The message of the AR5 science is simple and timely. Policymakers and administrators must take these warnings seriously. They must take immediate steps to begin reducing fossil fuel emissions while also developing rigorous and practical long-term plans. The Wellesley College administration and Board of Trustees should keep this in mind today when Fossil Free Wellesley’s divestment campaign requests an immediate freeze in the investment of college funds in fossil fuel industries, hopefully leading to a prudently executed full divestment in the very near future.
Divestment is essentially the opposite of investment, and it is a powerful and well-tested tool for creating broad social and economic change. Without requiring government action, divestment provokes change at the corporate scale by systematically removing financial and political support from companies that engage in practices that investors find objectionable or morally reprehensible.

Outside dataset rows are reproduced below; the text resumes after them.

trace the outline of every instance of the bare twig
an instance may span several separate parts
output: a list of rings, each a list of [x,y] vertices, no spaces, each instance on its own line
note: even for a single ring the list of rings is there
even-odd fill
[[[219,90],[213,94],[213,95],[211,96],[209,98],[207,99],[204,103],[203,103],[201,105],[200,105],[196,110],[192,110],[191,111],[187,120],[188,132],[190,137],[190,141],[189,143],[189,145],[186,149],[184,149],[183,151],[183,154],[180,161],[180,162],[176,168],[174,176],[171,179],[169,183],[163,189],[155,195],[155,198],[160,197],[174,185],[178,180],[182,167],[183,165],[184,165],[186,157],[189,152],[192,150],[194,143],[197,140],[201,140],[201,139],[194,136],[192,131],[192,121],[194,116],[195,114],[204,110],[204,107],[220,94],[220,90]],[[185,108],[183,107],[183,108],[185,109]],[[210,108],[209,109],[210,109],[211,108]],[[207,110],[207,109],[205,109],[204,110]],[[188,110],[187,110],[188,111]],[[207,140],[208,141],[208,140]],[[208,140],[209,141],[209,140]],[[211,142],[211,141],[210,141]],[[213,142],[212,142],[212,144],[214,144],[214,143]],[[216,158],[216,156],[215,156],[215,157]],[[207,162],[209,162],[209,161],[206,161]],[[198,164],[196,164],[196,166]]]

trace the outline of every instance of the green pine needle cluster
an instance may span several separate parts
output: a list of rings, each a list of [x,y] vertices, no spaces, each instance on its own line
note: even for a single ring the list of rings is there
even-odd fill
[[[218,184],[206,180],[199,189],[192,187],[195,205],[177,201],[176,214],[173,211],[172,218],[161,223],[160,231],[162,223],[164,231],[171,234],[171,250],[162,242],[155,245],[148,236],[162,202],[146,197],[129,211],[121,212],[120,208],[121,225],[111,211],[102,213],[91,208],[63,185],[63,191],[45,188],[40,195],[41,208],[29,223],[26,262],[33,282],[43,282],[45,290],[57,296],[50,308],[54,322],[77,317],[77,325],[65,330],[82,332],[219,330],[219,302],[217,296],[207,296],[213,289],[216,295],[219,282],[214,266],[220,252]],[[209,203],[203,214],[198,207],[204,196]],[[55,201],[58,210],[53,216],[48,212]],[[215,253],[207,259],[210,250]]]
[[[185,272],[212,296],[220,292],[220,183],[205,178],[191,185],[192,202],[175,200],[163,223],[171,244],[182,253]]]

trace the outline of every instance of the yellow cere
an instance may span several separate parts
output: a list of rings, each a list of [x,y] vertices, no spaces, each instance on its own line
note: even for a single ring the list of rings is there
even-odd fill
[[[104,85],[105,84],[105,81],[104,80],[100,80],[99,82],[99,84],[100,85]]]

Divestment strategies are far more than speculation or guesswork. In the 1980s, Wellesley joined many other colleges and universities and even entire cities in divesting from companies that supported the South African apartheid. Largely because of this action, global support for apartheid crumbled. In the 1990s, similar divestment campaigns dramatically reduced the power and profitability of the tobacco industry in the United States. Careful divestment from the fossil fuel industry can also work for social justice, human rights and class, race and gender equality around the globe. For those reasons alone, divestment represents ethical and sound college policy, but there’s more to it than that.
In short, divestment works, and it is doable. Today, over 300 schools across the country have active fossil fuel divestment campaigns. Five New England colleges—Hampshire, Green Mountain, College of the Atlantic, Sterling and Unity—have already committed to divesting. It is time for those responsible for preserving Wellesley’s legacy and ensuring its future to take a stance on this issue in light of our college motto, Non Ministrari Sed Ministrare, “Not to be ministered unto, but to minister.”
Taking action to combat accelerating climate change does not explicitly require divestment. This is a choice we must make. Highly conservative, consensus-driven international policy recommendations on climate change make a profound evidence-based case for immediate action at every level—including at our own institution. Human-driven climate change is real. The pace of climate change is fast and accelerating. Effective changes must come soon, or they may be too late avoid the worst effects of climate change on the planet and on human society. The time to divest was yesterday.
The Wellesley College administration and especially the Board of Trustees need to listen closely today when students from Fossil Free Wellesley ask for the College to freeze further investments in oil, gas and coal companies and commit to divestment. The long-term health of the College depends on confronting the human causes of climate change, and full divestment from the fossil fuel industry will be a sound, practical and effective first step.